So not sure if this is expected behavior or not, but it feels like something is breaking and it should perhaps report back in a different way.
I’ve found that when setting the amount of clusters fairly high (it varies per dataset and fitpredict-ing since it’s not deterministic), but at some point rather than breaking things into more clusters fluid.kmeans~ instead reverts to 0 clusters:
Here you can see I’ve asked for 50 clusters, which is obviously too many clusters, but you can see rather than finding a bunch of clusters, it has made just a single one (see printed labels in the console).
If I spam fitpredict a few more times, it then changes to 4 clusters:
So it feels like there’s some kind of over/underflow here, where when this happens, it should likely report back “not enough clusters found” or something like that, rather than returning a single, or 4 (default?) clusters.
The actual use case here isn’t as ridiculous as this, but it’s easy enough to demo with the fluid.kmeans~ help patch. In my actual SP-Tools patch if I set clusters to 10 or 11, this can happen.
I think I know exactly why this is happening and there will be an added option for kmeans in due course that will make it much less likely.
(The non-deterministic part of k-means is how the cluster centroids are initialized. Currently the object uses an initialization scheme called random partition. Sometimes this can fail with empty clusters, especially on data distributions that are pathological for it. Work is already part done to offer some different initialization options).
As to how to handle empty clusters. I think sklearn actually tries to fix them as it goes, but I’ll need to check again.
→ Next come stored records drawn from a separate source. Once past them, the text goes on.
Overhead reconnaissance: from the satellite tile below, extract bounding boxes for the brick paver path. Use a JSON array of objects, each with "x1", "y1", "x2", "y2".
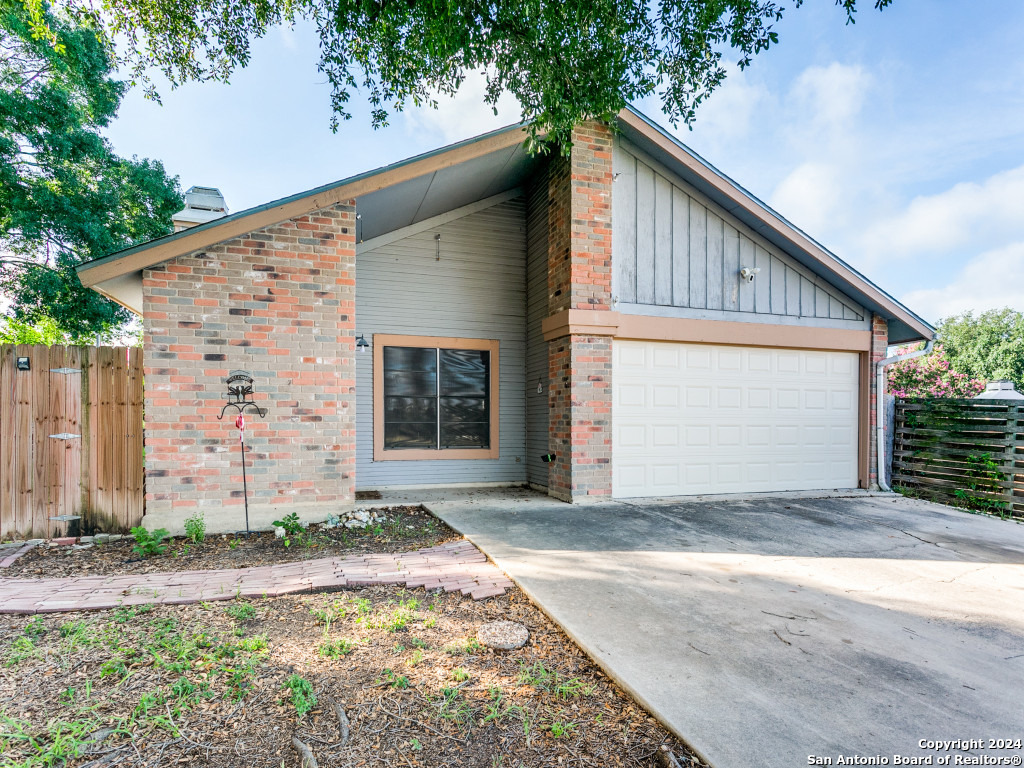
[{"x1": 0, "y1": 541, "x2": 512, "y2": 613}]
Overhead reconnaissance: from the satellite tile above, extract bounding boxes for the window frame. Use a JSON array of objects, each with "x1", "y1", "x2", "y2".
[{"x1": 373, "y1": 334, "x2": 501, "y2": 462}]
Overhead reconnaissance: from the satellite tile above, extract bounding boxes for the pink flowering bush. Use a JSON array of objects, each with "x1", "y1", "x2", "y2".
[{"x1": 889, "y1": 344, "x2": 985, "y2": 397}]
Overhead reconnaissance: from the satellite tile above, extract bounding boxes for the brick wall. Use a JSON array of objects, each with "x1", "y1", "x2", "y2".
[
  {"x1": 867, "y1": 314, "x2": 889, "y2": 487},
  {"x1": 548, "y1": 122, "x2": 612, "y2": 501},
  {"x1": 143, "y1": 201, "x2": 355, "y2": 530}
]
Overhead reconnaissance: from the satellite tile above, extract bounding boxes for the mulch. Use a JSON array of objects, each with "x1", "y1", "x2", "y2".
[
  {"x1": 0, "y1": 587, "x2": 700, "y2": 768},
  {"x1": 2, "y1": 506, "x2": 460, "y2": 579}
]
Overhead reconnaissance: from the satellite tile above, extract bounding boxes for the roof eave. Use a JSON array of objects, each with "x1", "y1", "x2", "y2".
[
  {"x1": 77, "y1": 124, "x2": 526, "y2": 288},
  {"x1": 618, "y1": 106, "x2": 935, "y2": 340}
]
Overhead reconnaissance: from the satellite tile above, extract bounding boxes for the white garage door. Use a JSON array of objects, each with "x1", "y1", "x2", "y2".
[{"x1": 612, "y1": 341, "x2": 859, "y2": 498}]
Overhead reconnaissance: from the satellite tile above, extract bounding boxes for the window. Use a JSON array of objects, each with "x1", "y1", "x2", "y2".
[{"x1": 374, "y1": 335, "x2": 498, "y2": 461}]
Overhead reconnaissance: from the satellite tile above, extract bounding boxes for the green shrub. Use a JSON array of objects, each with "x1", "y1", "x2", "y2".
[
  {"x1": 285, "y1": 675, "x2": 316, "y2": 718},
  {"x1": 131, "y1": 525, "x2": 171, "y2": 557},
  {"x1": 273, "y1": 512, "x2": 302, "y2": 536},
  {"x1": 185, "y1": 512, "x2": 206, "y2": 544}
]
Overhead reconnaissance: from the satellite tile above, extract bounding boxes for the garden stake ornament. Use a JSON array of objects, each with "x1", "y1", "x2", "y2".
[{"x1": 217, "y1": 371, "x2": 266, "y2": 538}]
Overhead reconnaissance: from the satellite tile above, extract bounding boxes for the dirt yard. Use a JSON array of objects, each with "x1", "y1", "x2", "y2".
[
  {"x1": 0, "y1": 587, "x2": 699, "y2": 768},
  {"x1": 0, "y1": 507, "x2": 459, "y2": 578},
  {"x1": 0, "y1": 507, "x2": 700, "y2": 768}
]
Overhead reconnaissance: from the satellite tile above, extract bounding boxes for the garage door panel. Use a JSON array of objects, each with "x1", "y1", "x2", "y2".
[{"x1": 612, "y1": 341, "x2": 859, "y2": 497}]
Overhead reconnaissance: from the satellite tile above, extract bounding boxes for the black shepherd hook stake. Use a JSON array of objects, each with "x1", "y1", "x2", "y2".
[{"x1": 217, "y1": 373, "x2": 266, "y2": 538}]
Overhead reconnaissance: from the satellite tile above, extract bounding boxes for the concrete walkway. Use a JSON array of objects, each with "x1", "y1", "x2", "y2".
[
  {"x1": 0, "y1": 541, "x2": 512, "y2": 613},
  {"x1": 427, "y1": 492, "x2": 1024, "y2": 768}
]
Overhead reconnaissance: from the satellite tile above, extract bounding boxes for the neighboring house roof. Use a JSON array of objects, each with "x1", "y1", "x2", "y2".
[{"x1": 78, "y1": 108, "x2": 935, "y2": 343}]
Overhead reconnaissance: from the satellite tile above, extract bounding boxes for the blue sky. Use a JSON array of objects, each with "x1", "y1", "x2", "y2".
[{"x1": 108, "y1": 0, "x2": 1024, "y2": 321}]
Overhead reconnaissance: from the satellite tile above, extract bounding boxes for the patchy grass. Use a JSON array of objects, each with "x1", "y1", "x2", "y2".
[
  {"x1": 0, "y1": 587, "x2": 698, "y2": 768},
  {"x1": 4, "y1": 507, "x2": 459, "y2": 578}
]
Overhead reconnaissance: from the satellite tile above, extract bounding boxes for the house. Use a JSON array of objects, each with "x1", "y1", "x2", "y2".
[{"x1": 79, "y1": 110, "x2": 934, "y2": 529}]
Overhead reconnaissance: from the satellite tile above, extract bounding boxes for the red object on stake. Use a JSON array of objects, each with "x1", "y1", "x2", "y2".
[{"x1": 217, "y1": 371, "x2": 266, "y2": 537}]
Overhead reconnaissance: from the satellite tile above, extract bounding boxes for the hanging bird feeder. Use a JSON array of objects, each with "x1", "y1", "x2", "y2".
[{"x1": 217, "y1": 371, "x2": 266, "y2": 537}]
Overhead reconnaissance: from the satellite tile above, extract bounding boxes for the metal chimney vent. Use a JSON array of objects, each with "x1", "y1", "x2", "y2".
[{"x1": 172, "y1": 186, "x2": 227, "y2": 232}]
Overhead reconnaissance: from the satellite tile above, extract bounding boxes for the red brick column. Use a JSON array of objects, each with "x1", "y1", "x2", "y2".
[
  {"x1": 143, "y1": 201, "x2": 355, "y2": 531},
  {"x1": 867, "y1": 314, "x2": 889, "y2": 488},
  {"x1": 548, "y1": 122, "x2": 612, "y2": 502}
]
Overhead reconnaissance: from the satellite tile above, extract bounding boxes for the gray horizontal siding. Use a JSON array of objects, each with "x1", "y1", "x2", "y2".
[
  {"x1": 526, "y1": 170, "x2": 549, "y2": 487},
  {"x1": 355, "y1": 198, "x2": 526, "y2": 488},
  {"x1": 612, "y1": 139, "x2": 868, "y2": 328}
]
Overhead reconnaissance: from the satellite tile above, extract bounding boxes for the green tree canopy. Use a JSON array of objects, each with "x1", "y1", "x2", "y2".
[
  {"x1": 0, "y1": 0, "x2": 181, "y2": 339},
  {"x1": 938, "y1": 307, "x2": 1024, "y2": 391},
  {"x1": 24, "y1": 0, "x2": 892, "y2": 146}
]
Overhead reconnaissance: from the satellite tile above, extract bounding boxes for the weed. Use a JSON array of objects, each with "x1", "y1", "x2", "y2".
[
  {"x1": 57, "y1": 621, "x2": 99, "y2": 649},
  {"x1": 6, "y1": 635, "x2": 41, "y2": 667},
  {"x1": 185, "y1": 512, "x2": 206, "y2": 544},
  {"x1": 317, "y1": 638, "x2": 355, "y2": 658},
  {"x1": 309, "y1": 600, "x2": 348, "y2": 627},
  {"x1": 25, "y1": 616, "x2": 46, "y2": 637},
  {"x1": 519, "y1": 662, "x2": 558, "y2": 690},
  {"x1": 239, "y1": 635, "x2": 266, "y2": 653},
  {"x1": 224, "y1": 603, "x2": 256, "y2": 622},
  {"x1": 378, "y1": 669, "x2": 409, "y2": 690},
  {"x1": 552, "y1": 677, "x2": 595, "y2": 698},
  {"x1": 114, "y1": 603, "x2": 153, "y2": 624},
  {"x1": 367, "y1": 604, "x2": 416, "y2": 632},
  {"x1": 434, "y1": 688, "x2": 473, "y2": 724},
  {"x1": 0, "y1": 713, "x2": 104, "y2": 766},
  {"x1": 273, "y1": 512, "x2": 305, "y2": 547},
  {"x1": 550, "y1": 720, "x2": 578, "y2": 738},
  {"x1": 131, "y1": 525, "x2": 171, "y2": 557},
  {"x1": 273, "y1": 512, "x2": 303, "y2": 536},
  {"x1": 285, "y1": 671, "x2": 316, "y2": 719},
  {"x1": 352, "y1": 597, "x2": 374, "y2": 616},
  {"x1": 133, "y1": 691, "x2": 166, "y2": 717},
  {"x1": 99, "y1": 658, "x2": 128, "y2": 680}
]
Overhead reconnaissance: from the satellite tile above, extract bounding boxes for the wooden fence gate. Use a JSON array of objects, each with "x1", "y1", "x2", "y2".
[
  {"x1": 892, "y1": 397, "x2": 1024, "y2": 519},
  {"x1": 0, "y1": 344, "x2": 144, "y2": 541}
]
But, failing that, I guess we could look at adding a warning, or implementing some kind of cluster quality metric you could query the object for.
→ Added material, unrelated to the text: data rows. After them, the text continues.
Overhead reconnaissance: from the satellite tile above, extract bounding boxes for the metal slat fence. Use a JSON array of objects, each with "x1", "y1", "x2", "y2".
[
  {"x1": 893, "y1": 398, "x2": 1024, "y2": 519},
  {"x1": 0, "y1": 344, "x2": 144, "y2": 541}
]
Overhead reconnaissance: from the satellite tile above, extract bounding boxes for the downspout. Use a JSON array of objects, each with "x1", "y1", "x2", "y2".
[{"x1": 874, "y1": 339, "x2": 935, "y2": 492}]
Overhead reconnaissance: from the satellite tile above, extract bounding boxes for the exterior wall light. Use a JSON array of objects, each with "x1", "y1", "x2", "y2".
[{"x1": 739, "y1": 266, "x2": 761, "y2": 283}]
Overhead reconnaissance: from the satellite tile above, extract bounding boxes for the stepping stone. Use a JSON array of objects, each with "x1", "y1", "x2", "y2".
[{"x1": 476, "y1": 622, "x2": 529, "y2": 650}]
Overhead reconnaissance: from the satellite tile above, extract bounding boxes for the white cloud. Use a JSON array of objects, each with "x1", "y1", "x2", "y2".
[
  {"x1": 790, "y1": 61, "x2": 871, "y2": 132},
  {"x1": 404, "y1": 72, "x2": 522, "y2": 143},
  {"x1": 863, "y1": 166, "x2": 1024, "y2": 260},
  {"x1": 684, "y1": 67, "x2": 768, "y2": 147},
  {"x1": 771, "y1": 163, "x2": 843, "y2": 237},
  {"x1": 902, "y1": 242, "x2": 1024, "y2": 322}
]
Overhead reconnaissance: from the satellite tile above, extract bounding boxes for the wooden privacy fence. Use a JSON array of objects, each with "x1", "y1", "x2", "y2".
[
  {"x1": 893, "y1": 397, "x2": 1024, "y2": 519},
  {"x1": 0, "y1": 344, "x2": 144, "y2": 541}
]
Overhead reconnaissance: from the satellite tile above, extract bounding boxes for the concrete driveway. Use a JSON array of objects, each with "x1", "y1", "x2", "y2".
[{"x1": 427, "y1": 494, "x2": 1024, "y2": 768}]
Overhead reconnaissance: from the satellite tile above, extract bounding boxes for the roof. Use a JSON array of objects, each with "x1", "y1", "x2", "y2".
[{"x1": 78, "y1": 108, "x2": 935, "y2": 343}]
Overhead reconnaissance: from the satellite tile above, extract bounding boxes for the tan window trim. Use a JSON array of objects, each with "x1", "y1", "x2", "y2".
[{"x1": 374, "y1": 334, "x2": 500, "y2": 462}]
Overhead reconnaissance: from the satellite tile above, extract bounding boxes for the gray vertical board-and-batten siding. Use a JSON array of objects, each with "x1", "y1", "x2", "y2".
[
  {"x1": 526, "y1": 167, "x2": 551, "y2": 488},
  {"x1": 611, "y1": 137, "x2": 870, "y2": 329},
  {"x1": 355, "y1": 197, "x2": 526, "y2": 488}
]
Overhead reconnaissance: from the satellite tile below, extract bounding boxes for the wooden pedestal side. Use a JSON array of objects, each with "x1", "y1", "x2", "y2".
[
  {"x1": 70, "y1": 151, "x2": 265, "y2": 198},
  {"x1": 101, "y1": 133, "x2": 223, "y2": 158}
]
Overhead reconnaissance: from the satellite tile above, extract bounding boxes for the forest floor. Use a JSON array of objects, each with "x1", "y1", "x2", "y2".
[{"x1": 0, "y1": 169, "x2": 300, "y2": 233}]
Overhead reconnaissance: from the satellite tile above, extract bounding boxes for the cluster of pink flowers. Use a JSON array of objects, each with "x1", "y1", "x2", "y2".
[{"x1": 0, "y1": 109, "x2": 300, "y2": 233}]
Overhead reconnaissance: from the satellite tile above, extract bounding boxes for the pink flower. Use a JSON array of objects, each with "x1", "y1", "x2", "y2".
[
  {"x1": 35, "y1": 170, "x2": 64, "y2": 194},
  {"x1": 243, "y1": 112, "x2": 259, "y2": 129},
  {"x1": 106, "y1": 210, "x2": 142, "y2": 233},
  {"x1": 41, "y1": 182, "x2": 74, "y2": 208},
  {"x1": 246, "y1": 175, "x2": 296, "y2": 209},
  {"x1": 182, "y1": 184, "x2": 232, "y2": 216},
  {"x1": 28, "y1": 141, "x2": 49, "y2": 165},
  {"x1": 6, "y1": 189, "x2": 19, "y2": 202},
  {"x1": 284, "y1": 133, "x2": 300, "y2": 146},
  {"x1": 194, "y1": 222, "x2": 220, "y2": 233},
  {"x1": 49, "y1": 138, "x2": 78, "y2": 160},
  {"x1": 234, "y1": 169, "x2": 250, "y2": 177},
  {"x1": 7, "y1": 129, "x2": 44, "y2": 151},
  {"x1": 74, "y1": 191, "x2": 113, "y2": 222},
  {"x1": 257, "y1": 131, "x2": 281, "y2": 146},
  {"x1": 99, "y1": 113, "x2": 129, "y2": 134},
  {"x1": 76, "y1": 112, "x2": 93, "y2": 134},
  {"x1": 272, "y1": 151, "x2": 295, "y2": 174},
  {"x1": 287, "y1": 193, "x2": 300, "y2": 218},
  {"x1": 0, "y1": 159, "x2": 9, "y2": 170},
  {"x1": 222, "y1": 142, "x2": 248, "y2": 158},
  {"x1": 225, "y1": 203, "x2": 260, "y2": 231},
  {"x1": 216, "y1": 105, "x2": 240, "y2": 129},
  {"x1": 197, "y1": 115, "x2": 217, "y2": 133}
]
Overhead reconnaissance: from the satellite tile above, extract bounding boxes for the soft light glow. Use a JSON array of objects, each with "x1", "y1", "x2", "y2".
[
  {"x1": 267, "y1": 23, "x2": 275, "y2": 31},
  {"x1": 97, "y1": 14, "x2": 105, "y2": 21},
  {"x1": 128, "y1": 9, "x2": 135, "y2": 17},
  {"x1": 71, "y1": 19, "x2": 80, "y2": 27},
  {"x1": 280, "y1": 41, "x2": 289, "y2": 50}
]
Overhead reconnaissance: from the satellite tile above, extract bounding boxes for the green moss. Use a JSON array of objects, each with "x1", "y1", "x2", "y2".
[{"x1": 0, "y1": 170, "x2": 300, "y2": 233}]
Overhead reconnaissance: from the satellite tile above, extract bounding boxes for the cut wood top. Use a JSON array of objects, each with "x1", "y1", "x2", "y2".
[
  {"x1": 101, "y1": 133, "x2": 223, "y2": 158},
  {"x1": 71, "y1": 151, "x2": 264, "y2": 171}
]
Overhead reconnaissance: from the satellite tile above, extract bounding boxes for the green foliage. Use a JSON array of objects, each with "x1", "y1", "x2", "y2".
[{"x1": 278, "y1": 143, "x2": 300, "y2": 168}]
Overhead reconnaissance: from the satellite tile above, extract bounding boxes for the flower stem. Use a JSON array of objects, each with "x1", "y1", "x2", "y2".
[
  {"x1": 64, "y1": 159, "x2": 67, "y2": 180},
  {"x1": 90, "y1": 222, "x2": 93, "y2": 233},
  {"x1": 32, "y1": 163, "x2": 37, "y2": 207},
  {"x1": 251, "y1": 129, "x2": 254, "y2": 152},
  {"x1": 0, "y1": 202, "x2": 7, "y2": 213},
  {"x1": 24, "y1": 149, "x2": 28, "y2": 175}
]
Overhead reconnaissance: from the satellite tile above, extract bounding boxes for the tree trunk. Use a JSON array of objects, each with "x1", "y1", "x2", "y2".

That’s good to know, and I guess it makes sense that it can sometimes fail from random initialization.
Don’t know if what you’re cooking up takes that into account, but it would be great if it fails or finds “poor quality” clusters, that it can just iterate (internally) until it finds something that passes a quality metric (and throw up an error if it fails to).
In general, I’ve found that it can sometimes initialize poorly even with a few amount of clusters, based on the distribution of samples and the random seed. (I have an example with clear kick/snare/hat samples that works 99% of the time, but sometimes it breaks them up weirdly, and I have to load it up again).
So having a built in metric that makes sure it makes sense, and tries again if it rolls badly, would be super useful.
That’s unlikely because assessing cluster quality is a distinct step. So more likely to add a message to assess it, and leave any possible iteration up to the user. FWIW, the other initialization methods would possibly obviate the need, except in the most drastic of cases. One of them is much more reliable, albeit for some extra computation.
That sounds good. I’d sooner not have to manually faff/iterate things, and for the most part the kmeans happens “instantly” (as far as I can tell), so even if it takes 10 times as long, that’d still be “instant”.